A l'heure où les journées thématiques se multiplient sur tout et n'importe quoi ; j'aimerais que l'on fixe au 16 juin, celle des accompagnateurs, sans lesquels on ne serait rien. Vanessa, Mél, Jean-Charles, Oksana, Dima, Peggie : elle est pour vous.

L'arrivée à Arromanches se fait dans des délais et un stress relativement confortables, compte tenu de la complexité de notre organisation. Le point crucial est ce pneu de Séb qui ne cesse de se dégonfler, alors qu'il est quasiment neuf.
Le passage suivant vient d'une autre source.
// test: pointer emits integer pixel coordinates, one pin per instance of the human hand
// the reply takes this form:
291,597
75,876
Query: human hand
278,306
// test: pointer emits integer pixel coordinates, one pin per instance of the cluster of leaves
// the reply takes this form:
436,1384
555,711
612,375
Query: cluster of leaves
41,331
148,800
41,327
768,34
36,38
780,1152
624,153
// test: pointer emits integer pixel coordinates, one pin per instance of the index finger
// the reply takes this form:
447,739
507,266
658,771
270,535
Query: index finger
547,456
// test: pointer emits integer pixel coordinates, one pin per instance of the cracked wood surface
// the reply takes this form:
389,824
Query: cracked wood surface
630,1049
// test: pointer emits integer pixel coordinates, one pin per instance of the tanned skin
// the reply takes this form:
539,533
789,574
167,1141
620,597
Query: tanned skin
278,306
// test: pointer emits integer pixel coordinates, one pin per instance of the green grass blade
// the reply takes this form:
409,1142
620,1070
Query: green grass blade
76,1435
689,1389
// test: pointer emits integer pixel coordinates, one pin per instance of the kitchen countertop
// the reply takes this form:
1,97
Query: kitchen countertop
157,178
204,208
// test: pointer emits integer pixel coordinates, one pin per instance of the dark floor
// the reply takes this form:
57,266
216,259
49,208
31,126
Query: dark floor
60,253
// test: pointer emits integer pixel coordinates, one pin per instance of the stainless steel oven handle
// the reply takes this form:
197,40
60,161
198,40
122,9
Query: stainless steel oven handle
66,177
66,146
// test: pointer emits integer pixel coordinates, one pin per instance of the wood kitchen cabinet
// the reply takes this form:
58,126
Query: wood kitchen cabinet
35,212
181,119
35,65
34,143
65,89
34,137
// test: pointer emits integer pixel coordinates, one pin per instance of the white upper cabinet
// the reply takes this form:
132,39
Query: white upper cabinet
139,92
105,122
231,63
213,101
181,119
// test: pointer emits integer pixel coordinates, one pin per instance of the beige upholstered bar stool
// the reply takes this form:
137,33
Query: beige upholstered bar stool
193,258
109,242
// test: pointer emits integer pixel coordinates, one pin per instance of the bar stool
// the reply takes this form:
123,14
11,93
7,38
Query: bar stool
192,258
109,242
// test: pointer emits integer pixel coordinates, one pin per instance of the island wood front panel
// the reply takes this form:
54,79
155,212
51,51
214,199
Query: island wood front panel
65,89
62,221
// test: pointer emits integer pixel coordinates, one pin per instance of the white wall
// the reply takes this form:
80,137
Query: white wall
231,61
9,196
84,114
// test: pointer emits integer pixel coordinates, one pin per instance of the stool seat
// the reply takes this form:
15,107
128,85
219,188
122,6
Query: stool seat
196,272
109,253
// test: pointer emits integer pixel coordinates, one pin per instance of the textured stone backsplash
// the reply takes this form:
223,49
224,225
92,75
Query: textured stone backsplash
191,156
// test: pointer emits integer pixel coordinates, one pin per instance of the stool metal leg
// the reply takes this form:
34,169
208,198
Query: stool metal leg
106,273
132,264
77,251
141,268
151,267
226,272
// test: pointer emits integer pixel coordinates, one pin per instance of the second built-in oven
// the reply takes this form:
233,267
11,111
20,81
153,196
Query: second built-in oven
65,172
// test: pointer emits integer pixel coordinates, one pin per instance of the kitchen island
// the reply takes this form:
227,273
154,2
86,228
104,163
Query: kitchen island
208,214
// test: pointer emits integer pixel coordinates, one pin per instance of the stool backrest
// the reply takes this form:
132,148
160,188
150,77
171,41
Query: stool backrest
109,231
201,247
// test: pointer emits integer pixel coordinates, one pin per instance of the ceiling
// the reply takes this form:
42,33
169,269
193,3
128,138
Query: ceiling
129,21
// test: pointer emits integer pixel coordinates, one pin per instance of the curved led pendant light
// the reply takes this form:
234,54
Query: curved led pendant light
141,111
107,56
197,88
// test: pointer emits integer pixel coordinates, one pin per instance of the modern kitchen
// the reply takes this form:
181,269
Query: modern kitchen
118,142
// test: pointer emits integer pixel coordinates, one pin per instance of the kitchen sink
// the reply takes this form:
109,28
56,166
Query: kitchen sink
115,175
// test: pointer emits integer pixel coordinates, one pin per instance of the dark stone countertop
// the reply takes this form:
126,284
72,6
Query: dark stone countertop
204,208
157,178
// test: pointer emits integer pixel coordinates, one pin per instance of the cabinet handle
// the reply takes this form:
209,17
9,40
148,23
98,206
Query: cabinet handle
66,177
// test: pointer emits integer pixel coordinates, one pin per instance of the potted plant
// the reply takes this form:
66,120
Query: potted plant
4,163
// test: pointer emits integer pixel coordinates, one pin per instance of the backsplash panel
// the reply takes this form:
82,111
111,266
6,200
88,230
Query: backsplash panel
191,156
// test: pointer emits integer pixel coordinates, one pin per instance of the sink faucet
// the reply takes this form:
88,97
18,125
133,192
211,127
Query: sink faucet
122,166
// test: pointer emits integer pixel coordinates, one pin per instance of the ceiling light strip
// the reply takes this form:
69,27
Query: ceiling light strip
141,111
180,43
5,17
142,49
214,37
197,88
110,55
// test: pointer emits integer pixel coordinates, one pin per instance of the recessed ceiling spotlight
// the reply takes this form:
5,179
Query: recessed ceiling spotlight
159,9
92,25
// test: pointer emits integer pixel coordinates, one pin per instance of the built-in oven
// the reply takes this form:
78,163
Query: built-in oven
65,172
Quenotte va faire parler sa science du bricolage (songez qu'il a utilisé de la glaise pour colmater une fuite sur son tubless cet hiver !) et réaliser son premier miracle du week-end. Nous pouvons désormais nous détendre et engager la pasta partie goulument. Enfin, c'est ce que j'espère, rattrapé par des nausées somatiques d'avant-course. Je me coucherai donc le premier et répondrai à la question, que nous nous posions avant le séjour : qui ronfle le plus fort ? Au petit déj', je manque de vomir dès ma première gorgée de café. Il est temps que le corps et l'esprit s'alignent, dans ce dialogue que j'imagine :

- Ca va être dur. Il fallait se reposer.
- OK : c'est fait depuis hier en me couchant grâce à ces symptômes
- C'est une distance inconnue
- OK : je me suis consciencieusement préparé pour. Laisse-moi gérer
- OK : je te laisse tranquille une vingtaine d'heures

Je ressors de cela et des toilettes, tout neuf. Une belle journée va commencer. Il est temps de profiter de la table pantagruélique et du gâteau sport, préparé par Peggie. Elle a pris la recette d'Oksana. Les bons souvenirs rejaillissent. Une belle journée va commencer ....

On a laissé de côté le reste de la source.